Enregistré en 1982 et achevé en 1983, Elemental 7 marque un tournant décisif par rapport à la synth-pop sensuelle du duo - elle-même en rupture avec la radicalité extrême de leur groupe précédent, Throbbing Gristle - vers un mélange d'atmosphères abstraites, de plus en plus synthétisées et à la rythmique cousue finement, rejoints par des voix traitées, du Cornet et une masse d'instruments électroniques construits par leurs soins.
Aujourd'hui, alors que des quantités d'enregistrements du début des années 80 sont de nouveau en circulation, il est peut-être plus facile que jamais d'entendre le contraste entre ce son et ce qui a été fait avant et après.
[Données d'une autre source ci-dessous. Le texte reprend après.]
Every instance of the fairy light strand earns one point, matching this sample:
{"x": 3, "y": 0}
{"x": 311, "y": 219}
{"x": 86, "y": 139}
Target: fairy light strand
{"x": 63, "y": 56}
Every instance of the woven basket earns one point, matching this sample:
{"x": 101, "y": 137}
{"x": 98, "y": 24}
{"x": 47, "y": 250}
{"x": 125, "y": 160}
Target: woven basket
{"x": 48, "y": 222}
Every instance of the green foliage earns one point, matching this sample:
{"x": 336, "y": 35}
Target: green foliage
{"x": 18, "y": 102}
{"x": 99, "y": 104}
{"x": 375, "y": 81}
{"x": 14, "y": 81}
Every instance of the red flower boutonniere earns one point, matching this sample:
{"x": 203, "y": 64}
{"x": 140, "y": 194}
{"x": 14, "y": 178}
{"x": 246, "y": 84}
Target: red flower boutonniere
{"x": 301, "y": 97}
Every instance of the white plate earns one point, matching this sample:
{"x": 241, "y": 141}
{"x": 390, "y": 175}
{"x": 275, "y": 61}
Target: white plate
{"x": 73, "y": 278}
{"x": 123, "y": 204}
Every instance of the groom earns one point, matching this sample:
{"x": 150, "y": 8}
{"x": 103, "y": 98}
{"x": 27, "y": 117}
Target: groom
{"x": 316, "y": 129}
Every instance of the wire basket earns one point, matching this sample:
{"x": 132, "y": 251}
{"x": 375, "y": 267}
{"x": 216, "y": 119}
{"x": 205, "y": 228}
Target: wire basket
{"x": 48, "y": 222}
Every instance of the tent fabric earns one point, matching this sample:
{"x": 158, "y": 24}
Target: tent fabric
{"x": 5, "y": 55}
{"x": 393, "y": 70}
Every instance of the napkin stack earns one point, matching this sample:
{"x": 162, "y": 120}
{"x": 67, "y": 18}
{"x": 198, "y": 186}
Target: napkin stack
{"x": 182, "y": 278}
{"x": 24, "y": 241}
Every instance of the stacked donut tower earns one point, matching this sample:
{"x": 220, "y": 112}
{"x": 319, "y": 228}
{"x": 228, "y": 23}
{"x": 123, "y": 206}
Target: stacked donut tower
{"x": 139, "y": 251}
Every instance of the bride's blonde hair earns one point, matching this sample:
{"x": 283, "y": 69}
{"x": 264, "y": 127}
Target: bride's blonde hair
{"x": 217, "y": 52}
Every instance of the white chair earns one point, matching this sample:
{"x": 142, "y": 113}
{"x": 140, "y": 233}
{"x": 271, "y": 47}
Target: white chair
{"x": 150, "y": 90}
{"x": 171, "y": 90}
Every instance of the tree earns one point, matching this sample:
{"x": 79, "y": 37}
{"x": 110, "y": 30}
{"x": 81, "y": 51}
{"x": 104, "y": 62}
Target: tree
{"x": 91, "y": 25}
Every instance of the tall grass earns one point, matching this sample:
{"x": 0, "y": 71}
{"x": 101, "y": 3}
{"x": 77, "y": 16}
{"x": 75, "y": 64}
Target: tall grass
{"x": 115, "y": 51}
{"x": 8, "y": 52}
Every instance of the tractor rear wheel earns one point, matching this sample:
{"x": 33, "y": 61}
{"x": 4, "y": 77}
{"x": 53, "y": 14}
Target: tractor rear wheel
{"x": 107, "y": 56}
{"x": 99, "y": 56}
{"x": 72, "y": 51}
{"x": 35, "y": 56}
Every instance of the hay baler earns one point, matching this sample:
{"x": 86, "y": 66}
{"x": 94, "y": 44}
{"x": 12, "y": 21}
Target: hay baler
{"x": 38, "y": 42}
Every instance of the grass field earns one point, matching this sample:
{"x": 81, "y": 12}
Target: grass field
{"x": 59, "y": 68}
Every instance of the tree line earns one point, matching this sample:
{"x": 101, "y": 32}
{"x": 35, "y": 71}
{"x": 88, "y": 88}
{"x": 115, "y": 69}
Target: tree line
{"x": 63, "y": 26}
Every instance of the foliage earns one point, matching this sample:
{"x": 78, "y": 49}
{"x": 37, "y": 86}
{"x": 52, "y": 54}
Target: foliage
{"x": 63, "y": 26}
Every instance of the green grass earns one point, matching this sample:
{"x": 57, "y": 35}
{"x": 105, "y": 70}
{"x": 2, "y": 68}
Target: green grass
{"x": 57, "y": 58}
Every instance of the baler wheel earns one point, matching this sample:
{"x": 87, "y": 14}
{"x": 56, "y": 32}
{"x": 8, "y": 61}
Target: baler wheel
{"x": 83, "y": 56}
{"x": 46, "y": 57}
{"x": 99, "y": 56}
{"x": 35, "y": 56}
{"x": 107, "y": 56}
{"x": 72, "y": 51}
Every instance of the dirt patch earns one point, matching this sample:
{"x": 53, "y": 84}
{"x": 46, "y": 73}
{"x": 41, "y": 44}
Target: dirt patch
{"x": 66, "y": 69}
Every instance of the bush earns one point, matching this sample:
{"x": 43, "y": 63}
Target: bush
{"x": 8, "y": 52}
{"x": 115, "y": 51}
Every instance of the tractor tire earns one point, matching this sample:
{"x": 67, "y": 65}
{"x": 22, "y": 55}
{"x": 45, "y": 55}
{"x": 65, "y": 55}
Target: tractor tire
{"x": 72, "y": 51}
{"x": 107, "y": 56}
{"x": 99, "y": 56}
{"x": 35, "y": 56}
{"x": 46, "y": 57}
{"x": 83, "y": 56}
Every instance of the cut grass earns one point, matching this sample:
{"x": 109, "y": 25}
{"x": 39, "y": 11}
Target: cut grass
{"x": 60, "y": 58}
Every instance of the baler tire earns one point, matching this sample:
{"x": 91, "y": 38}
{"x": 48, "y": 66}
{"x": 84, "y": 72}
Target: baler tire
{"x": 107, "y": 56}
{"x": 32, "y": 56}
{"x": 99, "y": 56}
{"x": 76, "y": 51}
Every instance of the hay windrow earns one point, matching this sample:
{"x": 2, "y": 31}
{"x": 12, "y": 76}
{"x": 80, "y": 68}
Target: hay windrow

Cet album est incomparable dans sa production à bien des égards et ce d'autant plus qu'ils travaillaient en dehors du système habituel des grands studios, s'en tenant plutôt à des principes DIY qui les ont beaucoup servis jusqu'à aujourd'hui, avec peu ou pas de moyen budgétaire.
La perle cachée du moment
FACS est un groupe qui rugit… calmement. Son batteur rythme les morceaux avec un tempo décalé et tonitruant, plaçant des accents là où on les attend pas forcément. La bassiste fait jaillir de son instrument des coulées magmatiques de dissonances, surgissant du mix comme une monstrueuse créature des profondeurs dont les vibrations peuvent être ressenties de très loin. Quant au chanteur, il psalmodie lui aussi des poèmes obscurs mais lourds de sens sur l'aliénation, l'amour brisé, le rejet et la déshumanisation, dans des motifs syncopés et dispersés, dont les lignes se brisent brusquement et de manière non intuitive pour mieux épouser les ruptures rythmiques. Il y a dans ces différentes morceaux des vides entre les notes, des poches d'immobilité et une séparation béante entre les arcs de guitare clairs et aigus et les fréquences ultra-basses de la basse et de la batterie. Étrange album à écouter avec modération.
Ce n’est qu’un au-revoir
Il suffit parfois de quelques notes de piano pour retrouver la sérénité et le calme. L’immense pianiste Emahoy Tsegué-Maryam Guèbrou est décédée à l’âge canonique de 99 ans. Enfant de la haute bourgeoisie d’Addis Ababa, elle reçut une éducation classique en apprenant le violon et le piano, avant d’embrasser une carrière dans le jazz, pour finalement entrer dans les Ordres. Cependant, elle n’abandonna jamais le piano, et cultiva son style bien particulier, très fin de siècle, qui fit d’elle l’une des plus grandes pianistes du siècle dernier.